The intelligence reports, which all come from local Afghan sources, still must be confirmed by surveillance aircraft and by putting reconnaissance teams on the ground before the U.S. can take any military action against the remaining Taliban and al Qaeda.
In preparation for the battle next time, an advance element of 1,700 British combat troops has begun arriving in Afghanistan. And the U.S. is moving six A-10 Thunderbolt ground-attack aircraft into Bagram air base just north of Kabul, putting them much closer to those suspected pockets of Taliban and al Qaeda.
The A-10 can fly low and slow over the target firing a 30-millimeter canon in its nose. It is more maneuverable and more heavily armored than both the Apache helicopters which were badly shot up during Operation Anaconda and the AC-130 gunships, which operate mainly at night because they are so vulnerable to ground fire.
If the intelligence reports are accurate and there really are more than 2,000 enemy fighters still up in the mountains, search-and-destroy operations against al Qaeda will almost certainly continue into the spring and summer, long after the snows have melted.
No one will say when American troops will go into action next, but where is an open secret.
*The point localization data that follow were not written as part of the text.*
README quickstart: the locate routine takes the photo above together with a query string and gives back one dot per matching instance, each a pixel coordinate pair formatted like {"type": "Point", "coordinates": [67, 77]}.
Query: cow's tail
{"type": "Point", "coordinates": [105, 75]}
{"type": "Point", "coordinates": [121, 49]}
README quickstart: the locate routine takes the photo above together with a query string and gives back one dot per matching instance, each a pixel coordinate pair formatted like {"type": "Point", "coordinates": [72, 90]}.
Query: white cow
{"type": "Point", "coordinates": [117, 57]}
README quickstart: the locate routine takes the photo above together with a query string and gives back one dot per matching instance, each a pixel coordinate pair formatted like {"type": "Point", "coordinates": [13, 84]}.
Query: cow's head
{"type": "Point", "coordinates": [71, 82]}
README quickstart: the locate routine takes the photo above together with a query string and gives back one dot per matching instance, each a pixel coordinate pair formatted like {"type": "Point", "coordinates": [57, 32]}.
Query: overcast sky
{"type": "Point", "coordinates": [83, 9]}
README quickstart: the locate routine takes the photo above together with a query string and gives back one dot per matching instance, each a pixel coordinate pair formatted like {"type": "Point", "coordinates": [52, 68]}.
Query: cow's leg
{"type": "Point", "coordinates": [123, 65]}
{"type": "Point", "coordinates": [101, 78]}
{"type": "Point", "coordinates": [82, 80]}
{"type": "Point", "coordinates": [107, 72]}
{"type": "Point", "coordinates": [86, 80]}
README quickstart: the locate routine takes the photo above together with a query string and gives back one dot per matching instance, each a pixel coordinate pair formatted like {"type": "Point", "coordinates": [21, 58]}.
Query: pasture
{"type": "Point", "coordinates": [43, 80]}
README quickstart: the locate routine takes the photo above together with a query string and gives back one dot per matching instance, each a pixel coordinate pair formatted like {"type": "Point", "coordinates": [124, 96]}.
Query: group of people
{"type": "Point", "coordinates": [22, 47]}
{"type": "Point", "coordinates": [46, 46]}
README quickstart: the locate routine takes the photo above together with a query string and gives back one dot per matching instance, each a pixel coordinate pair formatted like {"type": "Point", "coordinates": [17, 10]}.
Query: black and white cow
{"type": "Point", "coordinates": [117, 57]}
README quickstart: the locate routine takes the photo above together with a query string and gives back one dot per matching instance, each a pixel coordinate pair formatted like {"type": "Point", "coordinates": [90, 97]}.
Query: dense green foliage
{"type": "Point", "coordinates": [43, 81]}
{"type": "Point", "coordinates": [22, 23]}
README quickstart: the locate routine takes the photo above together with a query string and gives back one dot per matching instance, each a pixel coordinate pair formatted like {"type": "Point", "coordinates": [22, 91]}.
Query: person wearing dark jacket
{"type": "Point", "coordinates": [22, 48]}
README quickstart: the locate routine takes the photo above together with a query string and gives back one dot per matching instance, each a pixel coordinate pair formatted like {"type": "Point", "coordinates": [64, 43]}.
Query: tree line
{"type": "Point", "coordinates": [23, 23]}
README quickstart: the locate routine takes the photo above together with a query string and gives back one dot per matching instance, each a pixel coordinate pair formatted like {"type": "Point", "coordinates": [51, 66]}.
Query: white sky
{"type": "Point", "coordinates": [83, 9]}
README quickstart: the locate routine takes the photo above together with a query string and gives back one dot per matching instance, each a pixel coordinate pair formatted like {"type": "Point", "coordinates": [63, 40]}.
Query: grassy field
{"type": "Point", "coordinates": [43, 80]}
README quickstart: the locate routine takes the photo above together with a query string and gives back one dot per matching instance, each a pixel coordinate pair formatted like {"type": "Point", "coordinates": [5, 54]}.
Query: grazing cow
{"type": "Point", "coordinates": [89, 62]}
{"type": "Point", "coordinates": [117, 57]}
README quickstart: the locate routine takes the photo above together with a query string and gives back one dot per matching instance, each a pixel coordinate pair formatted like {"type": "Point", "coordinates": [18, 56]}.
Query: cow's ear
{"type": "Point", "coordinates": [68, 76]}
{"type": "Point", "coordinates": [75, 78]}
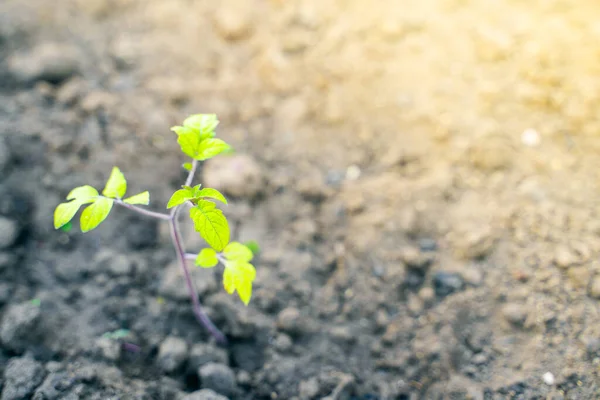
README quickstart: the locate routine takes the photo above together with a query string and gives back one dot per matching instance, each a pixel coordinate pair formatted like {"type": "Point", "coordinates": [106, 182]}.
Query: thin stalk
{"type": "Point", "coordinates": [143, 211]}
{"type": "Point", "coordinates": [181, 256]}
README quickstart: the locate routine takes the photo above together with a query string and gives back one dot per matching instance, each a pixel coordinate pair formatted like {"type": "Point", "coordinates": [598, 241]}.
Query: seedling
{"type": "Point", "coordinates": [197, 140]}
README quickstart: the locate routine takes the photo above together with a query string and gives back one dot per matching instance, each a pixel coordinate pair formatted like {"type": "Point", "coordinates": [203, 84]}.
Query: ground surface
{"type": "Point", "coordinates": [427, 198]}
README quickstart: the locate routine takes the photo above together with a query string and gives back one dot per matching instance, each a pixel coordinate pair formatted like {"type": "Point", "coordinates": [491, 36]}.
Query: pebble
{"type": "Point", "coordinates": [515, 314]}
{"type": "Point", "coordinates": [108, 349]}
{"type": "Point", "coordinates": [203, 353]}
{"type": "Point", "coordinates": [18, 327]}
{"type": "Point", "coordinates": [9, 232]}
{"type": "Point", "coordinates": [4, 154]}
{"type": "Point", "coordinates": [233, 23]}
{"type": "Point", "coordinates": [21, 377]}
{"type": "Point", "coordinates": [113, 263]}
{"type": "Point", "coordinates": [413, 258]}
{"type": "Point", "coordinates": [446, 283]}
{"type": "Point", "coordinates": [289, 320]}
{"type": "Point", "coordinates": [172, 353]}
{"type": "Point", "coordinates": [595, 287]}
{"type": "Point", "coordinates": [218, 377]}
{"type": "Point", "coordinates": [548, 378]}
{"type": "Point", "coordinates": [237, 175]}
{"type": "Point", "coordinates": [50, 62]}
{"type": "Point", "coordinates": [204, 394]}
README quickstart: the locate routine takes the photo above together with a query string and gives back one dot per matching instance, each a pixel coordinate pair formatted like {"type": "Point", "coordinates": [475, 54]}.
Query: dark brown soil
{"type": "Point", "coordinates": [422, 177]}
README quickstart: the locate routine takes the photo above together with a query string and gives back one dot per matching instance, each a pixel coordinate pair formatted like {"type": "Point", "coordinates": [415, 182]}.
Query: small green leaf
{"type": "Point", "coordinates": [180, 196]}
{"type": "Point", "coordinates": [212, 225]}
{"type": "Point", "coordinates": [239, 276]}
{"type": "Point", "coordinates": [65, 212]}
{"type": "Point", "coordinates": [84, 194]}
{"type": "Point", "coordinates": [116, 185]}
{"type": "Point", "coordinates": [188, 139]}
{"type": "Point", "coordinates": [207, 258]}
{"type": "Point", "coordinates": [205, 124]}
{"type": "Point", "coordinates": [67, 227]}
{"type": "Point", "coordinates": [211, 194]}
{"type": "Point", "coordinates": [209, 148]}
{"type": "Point", "coordinates": [236, 251]}
{"type": "Point", "coordinates": [140, 198]}
{"type": "Point", "coordinates": [94, 214]}
{"type": "Point", "coordinates": [253, 246]}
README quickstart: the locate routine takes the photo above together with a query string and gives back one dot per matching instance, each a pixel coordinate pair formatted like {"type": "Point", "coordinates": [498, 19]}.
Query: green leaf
{"type": "Point", "coordinates": [84, 194]}
{"type": "Point", "coordinates": [236, 251]}
{"type": "Point", "coordinates": [65, 212]}
{"type": "Point", "coordinates": [239, 276]}
{"type": "Point", "coordinates": [207, 258]}
{"type": "Point", "coordinates": [211, 194]}
{"type": "Point", "coordinates": [67, 227]}
{"type": "Point", "coordinates": [116, 186]}
{"type": "Point", "coordinates": [205, 124]}
{"type": "Point", "coordinates": [180, 196]}
{"type": "Point", "coordinates": [140, 198]}
{"type": "Point", "coordinates": [212, 225]}
{"type": "Point", "coordinates": [188, 139]}
{"type": "Point", "coordinates": [94, 214]}
{"type": "Point", "coordinates": [209, 148]}
{"type": "Point", "coordinates": [253, 246]}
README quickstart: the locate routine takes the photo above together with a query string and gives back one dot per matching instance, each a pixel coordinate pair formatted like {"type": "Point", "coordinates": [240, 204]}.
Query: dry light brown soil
{"type": "Point", "coordinates": [421, 175]}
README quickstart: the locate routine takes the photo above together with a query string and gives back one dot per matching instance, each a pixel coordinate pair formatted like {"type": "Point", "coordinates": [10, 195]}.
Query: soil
{"type": "Point", "coordinates": [422, 179]}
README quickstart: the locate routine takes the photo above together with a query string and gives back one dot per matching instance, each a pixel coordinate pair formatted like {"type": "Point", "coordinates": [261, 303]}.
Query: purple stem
{"type": "Point", "coordinates": [181, 256]}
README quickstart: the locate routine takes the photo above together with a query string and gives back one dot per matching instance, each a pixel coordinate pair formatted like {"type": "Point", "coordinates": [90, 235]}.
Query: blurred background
{"type": "Point", "coordinates": [421, 176]}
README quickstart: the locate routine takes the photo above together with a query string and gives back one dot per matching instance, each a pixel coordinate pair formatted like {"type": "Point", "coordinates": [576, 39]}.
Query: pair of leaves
{"type": "Point", "coordinates": [188, 193]}
{"type": "Point", "coordinates": [197, 137]}
{"type": "Point", "coordinates": [208, 220]}
{"type": "Point", "coordinates": [100, 206]}
{"type": "Point", "coordinates": [239, 272]}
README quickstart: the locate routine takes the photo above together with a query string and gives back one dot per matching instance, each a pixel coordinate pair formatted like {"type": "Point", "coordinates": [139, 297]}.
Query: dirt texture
{"type": "Point", "coordinates": [422, 177]}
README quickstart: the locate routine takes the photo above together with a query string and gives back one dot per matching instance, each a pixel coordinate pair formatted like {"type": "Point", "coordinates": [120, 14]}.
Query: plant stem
{"type": "Point", "coordinates": [181, 257]}
{"type": "Point", "coordinates": [143, 211]}
{"type": "Point", "coordinates": [198, 312]}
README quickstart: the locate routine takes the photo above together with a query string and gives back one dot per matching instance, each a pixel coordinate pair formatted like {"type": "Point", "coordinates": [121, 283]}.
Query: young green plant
{"type": "Point", "coordinates": [196, 138]}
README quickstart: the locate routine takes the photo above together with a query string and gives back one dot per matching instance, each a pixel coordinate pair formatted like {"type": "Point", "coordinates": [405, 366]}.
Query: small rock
{"type": "Point", "coordinates": [18, 327]}
{"type": "Point", "coordinates": [289, 320]}
{"type": "Point", "coordinates": [579, 276]}
{"type": "Point", "coordinates": [203, 353]}
{"type": "Point", "coordinates": [309, 388]}
{"type": "Point", "coordinates": [204, 394]}
{"type": "Point", "coordinates": [49, 62]}
{"type": "Point", "coordinates": [172, 353]}
{"type": "Point", "coordinates": [21, 377]}
{"type": "Point", "coordinates": [9, 232]}
{"type": "Point", "coordinates": [4, 154]}
{"type": "Point", "coordinates": [237, 175]}
{"type": "Point", "coordinates": [413, 258]}
{"type": "Point", "coordinates": [548, 378]}
{"type": "Point", "coordinates": [108, 349]}
{"type": "Point", "coordinates": [283, 342]}
{"type": "Point", "coordinates": [113, 263]}
{"type": "Point", "coordinates": [218, 377]}
{"type": "Point", "coordinates": [595, 287]}
{"type": "Point", "coordinates": [515, 314]}
{"type": "Point", "coordinates": [233, 23]}
{"type": "Point", "coordinates": [446, 283]}
{"type": "Point", "coordinates": [564, 257]}
{"type": "Point", "coordinates": [342, 334]}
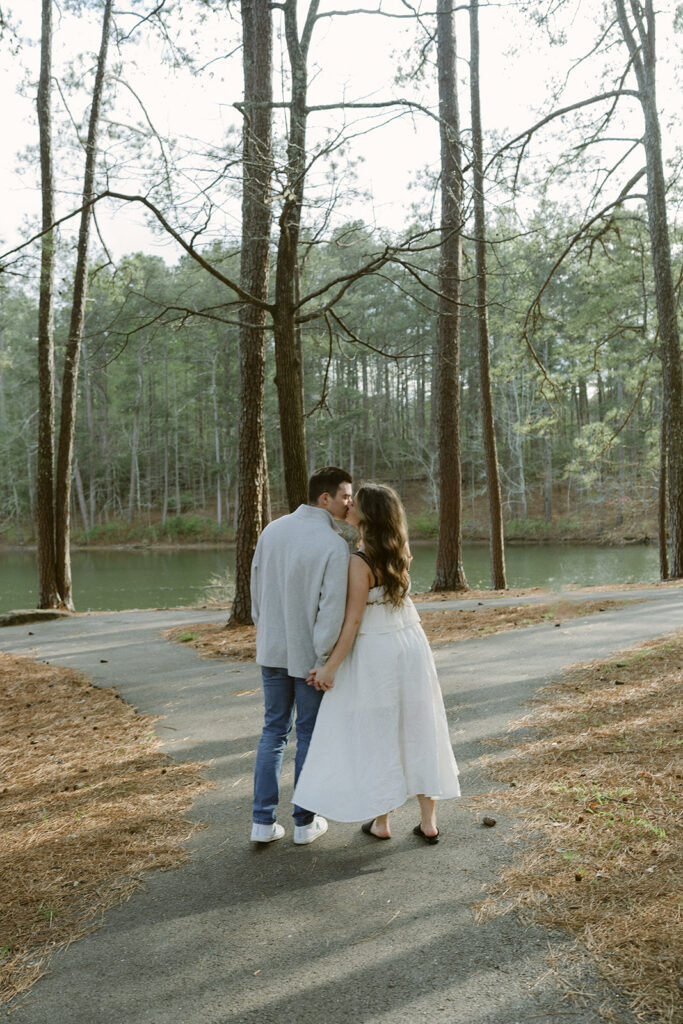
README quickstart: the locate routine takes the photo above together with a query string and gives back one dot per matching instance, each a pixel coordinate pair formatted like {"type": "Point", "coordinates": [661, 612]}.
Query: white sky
{"type": "Point", "coordinates": [353, 57]}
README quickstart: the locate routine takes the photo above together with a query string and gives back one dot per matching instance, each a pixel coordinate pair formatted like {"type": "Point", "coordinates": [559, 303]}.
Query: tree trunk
{"type": "Point", "coordinates": [72, 354]}
{"type": "Point", "coordinates": [254, 272]}
{"type": "Point", "coordinates": [662, 506]}
{"type": "Point", "coordinates": [643, 56]}
{"type": "Point", "coordinates": [498, 580]}
{"type": "Point", "coordinates": [48, 593]}
{"type": "Point", "coordinates": [289, 367]}
{"type": "Point", "coordinates": [450, 573]}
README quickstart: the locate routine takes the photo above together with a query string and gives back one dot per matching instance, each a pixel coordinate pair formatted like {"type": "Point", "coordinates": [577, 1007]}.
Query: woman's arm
{"type": "Point", "coordinates": [359, 582]}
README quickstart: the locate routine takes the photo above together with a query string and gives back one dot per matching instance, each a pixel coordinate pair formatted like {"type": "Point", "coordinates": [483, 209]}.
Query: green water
{"type": "Point", "coordinates": [153, 579]}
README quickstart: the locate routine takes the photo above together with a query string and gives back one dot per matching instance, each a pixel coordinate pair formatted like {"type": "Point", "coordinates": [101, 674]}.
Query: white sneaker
{"type": "Point", "coordinates": [311, 832]}
{"type": "Point", "coordinates": [266, 834]}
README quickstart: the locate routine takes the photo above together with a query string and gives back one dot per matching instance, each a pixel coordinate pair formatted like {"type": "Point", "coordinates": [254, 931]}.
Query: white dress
{"type": "Point", "coordinates": [381, 733]}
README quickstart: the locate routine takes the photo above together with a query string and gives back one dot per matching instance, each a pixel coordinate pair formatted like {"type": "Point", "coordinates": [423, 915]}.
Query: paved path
{"type": "Point", "coordinates": [343, 930]}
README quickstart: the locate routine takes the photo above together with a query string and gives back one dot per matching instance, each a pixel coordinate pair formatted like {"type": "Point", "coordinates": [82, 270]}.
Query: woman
{"type": "Point", "coordinates": [381, 734]}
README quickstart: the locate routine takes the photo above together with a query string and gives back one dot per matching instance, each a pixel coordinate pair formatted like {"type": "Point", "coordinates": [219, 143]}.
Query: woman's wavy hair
{"type": "Point", "coordinates": [382, 523]}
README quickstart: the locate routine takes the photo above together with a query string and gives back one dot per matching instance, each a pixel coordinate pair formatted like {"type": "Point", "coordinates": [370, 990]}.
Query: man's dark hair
{"type": "Point", "coordinates": [327, 479]}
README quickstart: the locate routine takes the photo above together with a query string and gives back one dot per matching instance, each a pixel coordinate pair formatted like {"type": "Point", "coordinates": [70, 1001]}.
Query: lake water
{"type": "Point", "coordinates": [161, 579]}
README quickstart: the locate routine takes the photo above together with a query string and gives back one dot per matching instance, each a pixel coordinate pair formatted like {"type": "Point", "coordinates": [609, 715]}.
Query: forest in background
{"type": "Point", "coordinates": [510, 354]}
{"type": "Point", "coordinates": [159, 416]}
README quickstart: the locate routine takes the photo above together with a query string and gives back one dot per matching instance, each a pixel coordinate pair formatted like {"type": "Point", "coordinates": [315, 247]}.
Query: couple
{"type": "Point", "coordinates": [344, 628]}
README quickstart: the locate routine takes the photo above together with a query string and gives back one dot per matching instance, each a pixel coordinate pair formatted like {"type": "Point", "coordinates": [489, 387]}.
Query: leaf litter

The U.S. is arming and paying local warlords to fight al Qaeda and Taliban holdouts near the town of Khost.
But as allies they could prove to be more a problem than an asset.
Soldiers of the pro-American governor get $200 a month, a small fortune in a country where the average wage is a dollar a day.
But the Americans also pay an Afghan warlord who is the governor's rival to fight al Qaeda, and confusion reigns.
One man said he was defending U.S. troops under attack at Khost airport when an American bomb took off his leg. Abdullah says the Americans are naive about who is who here. That's a dangerous lapse in a town where guns abound and al Qaeda is seeking recruits.
Local commanders claim leaflets that say it is "an order of God" for Afghans to "fight the Americans and their puppets" were prepared in Pakistan by al Qaeda and Taliban who escaped Operation Anaconda.
One commander says the fighters are hiding in two towns inside Pakistan, which contradicts claims made when Anaconda wrapped up.
"Do I believe that large numbers of terrorists escaped this operation and moved into Pakistan. No, I do not," said Gen. Tommy Franks, head of the U.S. Central Command.
Ties between Khost and the tribal areas of Pakistan are so close that business here is done in Pakistani, not Afghan currency.
U.S. troops are honing their skills for operations that could include pursuing fleeing al Qaeda and Taliban into Pakistan. But tribal leaders along the border have already issued a dire warning: stay out or risk having even more enemies to fight.